Çeşitli müftü adaylarının isimlerinin kulaktan kulağa fısıldandığı bu günlerde, adları geçen adayların kaçının islam hukuku mezunu olduğunu bilmiyorum. Fakat, bu makama talip olanların eğer islam hukuku tahsil etmemişlerse kısa dönemliğine de olsa herhangi bir islam ülkesine gidip bu alanda biraz olsun eğitim görmeleri hem kendileri için hem azınlığımız için hayırlı olur. Yoksa, “Yok efendim ben ilahiyat mezunuyum.

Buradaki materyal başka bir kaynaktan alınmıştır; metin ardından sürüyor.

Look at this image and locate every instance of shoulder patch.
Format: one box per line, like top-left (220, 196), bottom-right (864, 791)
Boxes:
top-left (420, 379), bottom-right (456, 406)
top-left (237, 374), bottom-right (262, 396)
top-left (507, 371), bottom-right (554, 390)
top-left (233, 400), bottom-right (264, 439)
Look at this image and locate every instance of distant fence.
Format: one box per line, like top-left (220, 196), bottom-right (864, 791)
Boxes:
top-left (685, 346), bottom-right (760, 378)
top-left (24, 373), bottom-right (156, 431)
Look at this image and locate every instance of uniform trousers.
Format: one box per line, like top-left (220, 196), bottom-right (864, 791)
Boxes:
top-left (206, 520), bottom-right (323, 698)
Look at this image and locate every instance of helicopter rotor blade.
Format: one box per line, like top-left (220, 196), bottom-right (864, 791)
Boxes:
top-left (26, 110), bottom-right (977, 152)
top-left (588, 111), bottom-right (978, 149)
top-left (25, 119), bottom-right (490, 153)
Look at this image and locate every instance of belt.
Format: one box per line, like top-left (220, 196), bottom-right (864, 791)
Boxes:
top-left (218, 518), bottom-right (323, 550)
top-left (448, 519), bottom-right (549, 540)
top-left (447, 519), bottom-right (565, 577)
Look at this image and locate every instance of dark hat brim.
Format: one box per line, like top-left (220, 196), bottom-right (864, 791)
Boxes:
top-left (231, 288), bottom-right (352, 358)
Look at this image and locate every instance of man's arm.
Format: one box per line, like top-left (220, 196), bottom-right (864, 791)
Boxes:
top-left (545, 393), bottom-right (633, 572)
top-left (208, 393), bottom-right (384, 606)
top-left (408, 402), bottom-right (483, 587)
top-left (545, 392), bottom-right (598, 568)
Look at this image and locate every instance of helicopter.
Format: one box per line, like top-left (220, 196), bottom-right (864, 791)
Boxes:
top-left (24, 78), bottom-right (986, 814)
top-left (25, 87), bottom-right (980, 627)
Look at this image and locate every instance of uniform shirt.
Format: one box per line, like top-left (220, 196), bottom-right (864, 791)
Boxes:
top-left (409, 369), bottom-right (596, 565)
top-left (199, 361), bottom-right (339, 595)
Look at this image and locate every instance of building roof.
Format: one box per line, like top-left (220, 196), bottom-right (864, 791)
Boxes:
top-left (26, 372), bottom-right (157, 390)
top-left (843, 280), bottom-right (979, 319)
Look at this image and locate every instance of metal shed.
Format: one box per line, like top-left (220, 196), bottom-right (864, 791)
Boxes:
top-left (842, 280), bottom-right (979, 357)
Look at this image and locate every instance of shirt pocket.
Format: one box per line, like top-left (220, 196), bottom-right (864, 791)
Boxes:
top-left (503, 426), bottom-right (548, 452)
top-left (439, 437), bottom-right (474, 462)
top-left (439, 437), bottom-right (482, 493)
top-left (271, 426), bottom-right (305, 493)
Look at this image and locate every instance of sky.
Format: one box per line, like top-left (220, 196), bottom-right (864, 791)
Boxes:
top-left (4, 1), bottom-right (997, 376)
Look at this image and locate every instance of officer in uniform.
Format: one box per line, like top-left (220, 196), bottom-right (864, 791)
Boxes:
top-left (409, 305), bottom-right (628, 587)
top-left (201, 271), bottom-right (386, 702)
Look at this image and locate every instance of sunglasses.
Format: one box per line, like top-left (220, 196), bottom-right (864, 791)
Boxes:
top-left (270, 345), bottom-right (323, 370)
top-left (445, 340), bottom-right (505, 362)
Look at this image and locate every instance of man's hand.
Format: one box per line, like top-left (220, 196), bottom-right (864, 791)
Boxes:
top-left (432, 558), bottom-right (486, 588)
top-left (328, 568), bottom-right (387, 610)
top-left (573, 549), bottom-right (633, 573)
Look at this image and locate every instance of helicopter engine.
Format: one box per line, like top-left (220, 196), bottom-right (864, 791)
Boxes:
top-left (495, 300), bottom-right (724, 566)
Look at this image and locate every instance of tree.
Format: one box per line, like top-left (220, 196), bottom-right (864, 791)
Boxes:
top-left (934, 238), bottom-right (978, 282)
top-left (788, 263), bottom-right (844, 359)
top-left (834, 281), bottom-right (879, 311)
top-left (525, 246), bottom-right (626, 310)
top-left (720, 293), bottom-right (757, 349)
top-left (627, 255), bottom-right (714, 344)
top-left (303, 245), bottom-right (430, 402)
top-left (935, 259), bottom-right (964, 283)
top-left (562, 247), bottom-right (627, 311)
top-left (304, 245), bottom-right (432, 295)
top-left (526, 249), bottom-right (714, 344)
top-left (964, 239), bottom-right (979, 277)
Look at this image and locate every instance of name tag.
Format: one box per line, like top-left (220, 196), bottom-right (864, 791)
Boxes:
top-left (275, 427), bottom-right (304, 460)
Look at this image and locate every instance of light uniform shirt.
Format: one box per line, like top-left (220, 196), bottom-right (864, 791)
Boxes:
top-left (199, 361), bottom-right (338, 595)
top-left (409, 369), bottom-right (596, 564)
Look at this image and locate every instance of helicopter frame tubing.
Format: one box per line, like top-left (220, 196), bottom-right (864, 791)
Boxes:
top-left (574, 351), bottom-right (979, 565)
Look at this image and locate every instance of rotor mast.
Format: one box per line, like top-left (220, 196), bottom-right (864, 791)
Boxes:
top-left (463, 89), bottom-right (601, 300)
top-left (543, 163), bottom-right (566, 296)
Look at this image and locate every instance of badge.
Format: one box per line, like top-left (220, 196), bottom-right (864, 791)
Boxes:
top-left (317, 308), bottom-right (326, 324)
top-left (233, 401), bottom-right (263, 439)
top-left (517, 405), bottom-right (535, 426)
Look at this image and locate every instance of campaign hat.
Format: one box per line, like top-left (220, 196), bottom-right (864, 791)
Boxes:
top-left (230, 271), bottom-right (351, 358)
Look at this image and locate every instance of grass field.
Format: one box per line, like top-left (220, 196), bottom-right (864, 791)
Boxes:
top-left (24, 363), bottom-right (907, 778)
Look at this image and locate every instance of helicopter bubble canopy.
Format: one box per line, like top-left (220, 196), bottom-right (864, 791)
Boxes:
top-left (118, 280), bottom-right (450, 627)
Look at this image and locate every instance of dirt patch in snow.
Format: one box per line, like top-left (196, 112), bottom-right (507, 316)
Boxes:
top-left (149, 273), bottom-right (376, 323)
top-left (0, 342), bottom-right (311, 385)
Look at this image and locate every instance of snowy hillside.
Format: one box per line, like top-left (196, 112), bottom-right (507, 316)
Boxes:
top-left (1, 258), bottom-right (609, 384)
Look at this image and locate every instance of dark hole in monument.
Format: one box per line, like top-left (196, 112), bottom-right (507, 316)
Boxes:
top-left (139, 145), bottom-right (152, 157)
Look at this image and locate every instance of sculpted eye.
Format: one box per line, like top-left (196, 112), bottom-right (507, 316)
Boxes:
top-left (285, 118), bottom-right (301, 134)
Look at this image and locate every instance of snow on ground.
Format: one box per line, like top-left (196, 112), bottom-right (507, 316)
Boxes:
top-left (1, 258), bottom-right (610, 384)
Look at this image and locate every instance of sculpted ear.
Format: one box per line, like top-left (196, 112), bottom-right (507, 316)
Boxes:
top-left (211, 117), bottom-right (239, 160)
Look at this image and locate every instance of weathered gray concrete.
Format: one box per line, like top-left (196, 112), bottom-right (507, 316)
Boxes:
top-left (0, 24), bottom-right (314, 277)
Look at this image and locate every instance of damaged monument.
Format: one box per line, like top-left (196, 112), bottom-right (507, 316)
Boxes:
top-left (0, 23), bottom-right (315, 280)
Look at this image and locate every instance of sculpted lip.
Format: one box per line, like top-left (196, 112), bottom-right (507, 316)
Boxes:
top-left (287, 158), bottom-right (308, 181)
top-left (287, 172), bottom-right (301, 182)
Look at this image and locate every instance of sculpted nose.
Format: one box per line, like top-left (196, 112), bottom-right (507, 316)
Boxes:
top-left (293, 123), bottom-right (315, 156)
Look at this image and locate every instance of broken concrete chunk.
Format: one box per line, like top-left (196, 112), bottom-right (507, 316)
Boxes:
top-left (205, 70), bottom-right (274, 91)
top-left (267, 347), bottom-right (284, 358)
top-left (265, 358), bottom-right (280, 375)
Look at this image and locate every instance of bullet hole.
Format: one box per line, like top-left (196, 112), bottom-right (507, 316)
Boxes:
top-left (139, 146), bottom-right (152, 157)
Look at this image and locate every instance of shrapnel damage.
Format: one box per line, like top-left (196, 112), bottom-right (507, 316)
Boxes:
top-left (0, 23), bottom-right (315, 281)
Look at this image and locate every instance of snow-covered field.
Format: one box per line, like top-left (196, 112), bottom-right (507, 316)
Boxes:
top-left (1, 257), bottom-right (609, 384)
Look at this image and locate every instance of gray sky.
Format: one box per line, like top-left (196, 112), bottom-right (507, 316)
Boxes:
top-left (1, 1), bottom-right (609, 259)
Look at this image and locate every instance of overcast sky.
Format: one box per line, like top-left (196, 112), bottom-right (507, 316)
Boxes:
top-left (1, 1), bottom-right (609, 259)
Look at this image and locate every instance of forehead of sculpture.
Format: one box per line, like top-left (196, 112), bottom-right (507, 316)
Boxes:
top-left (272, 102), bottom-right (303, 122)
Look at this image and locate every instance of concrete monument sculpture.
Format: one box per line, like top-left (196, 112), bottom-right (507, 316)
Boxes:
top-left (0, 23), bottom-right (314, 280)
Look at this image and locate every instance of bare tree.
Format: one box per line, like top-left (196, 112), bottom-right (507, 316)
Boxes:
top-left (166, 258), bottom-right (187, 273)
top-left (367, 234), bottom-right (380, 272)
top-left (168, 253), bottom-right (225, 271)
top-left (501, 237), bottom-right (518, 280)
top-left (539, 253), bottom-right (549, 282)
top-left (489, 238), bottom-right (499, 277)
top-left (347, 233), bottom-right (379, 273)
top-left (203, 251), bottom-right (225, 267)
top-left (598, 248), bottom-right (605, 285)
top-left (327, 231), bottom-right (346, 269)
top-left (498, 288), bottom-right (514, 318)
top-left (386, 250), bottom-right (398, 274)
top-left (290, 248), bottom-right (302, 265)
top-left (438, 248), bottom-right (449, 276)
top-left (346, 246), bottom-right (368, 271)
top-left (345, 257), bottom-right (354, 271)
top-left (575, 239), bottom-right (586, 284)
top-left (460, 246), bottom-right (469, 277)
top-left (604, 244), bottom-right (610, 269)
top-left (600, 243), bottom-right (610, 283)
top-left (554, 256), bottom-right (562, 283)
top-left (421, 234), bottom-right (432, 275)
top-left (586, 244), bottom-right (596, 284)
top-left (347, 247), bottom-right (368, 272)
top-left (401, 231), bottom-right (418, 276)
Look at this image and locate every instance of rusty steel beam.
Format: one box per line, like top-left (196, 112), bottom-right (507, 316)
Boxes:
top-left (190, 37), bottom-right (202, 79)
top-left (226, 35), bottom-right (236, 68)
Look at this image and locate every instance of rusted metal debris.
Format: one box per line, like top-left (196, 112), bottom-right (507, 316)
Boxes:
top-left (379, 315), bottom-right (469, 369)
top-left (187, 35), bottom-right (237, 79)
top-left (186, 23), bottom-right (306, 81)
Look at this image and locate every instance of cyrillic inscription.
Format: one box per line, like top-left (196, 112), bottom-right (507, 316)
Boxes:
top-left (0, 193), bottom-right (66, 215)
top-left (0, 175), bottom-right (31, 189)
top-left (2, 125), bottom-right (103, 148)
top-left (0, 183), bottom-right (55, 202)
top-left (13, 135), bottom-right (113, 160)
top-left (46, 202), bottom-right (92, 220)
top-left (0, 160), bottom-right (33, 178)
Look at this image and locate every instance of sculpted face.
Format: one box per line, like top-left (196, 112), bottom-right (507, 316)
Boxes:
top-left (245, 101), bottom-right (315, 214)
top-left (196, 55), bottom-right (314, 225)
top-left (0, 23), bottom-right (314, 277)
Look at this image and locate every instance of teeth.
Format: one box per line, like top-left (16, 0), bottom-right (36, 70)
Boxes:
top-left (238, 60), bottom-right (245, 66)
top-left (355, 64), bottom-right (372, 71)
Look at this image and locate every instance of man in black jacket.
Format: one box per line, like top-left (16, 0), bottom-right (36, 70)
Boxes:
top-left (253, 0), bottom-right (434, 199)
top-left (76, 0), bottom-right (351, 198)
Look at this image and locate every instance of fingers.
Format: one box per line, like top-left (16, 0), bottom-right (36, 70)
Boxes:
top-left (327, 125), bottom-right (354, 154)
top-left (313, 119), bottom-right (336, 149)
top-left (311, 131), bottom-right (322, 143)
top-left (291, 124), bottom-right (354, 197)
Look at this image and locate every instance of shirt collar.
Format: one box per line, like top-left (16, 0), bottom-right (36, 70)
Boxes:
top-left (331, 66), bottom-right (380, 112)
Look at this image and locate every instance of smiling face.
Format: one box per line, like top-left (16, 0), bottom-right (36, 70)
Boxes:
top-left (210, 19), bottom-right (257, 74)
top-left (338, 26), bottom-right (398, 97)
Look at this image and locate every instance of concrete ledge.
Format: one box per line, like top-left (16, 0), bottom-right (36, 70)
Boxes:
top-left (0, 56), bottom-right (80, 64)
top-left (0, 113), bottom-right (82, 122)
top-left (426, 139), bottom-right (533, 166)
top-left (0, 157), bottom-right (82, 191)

Çok güzel de müftü olurum.” diyen her ilahiyatçı aday kabul edilirse, her önümüze gelen ve biraz da kanun nizam bilen kişiyi, bırakın avukat kabul etmeyi, yargıç kabul edelim olsun bitsin. Hem de, bakarsınız olur mu da olur, çünkü burası Batı Trakya.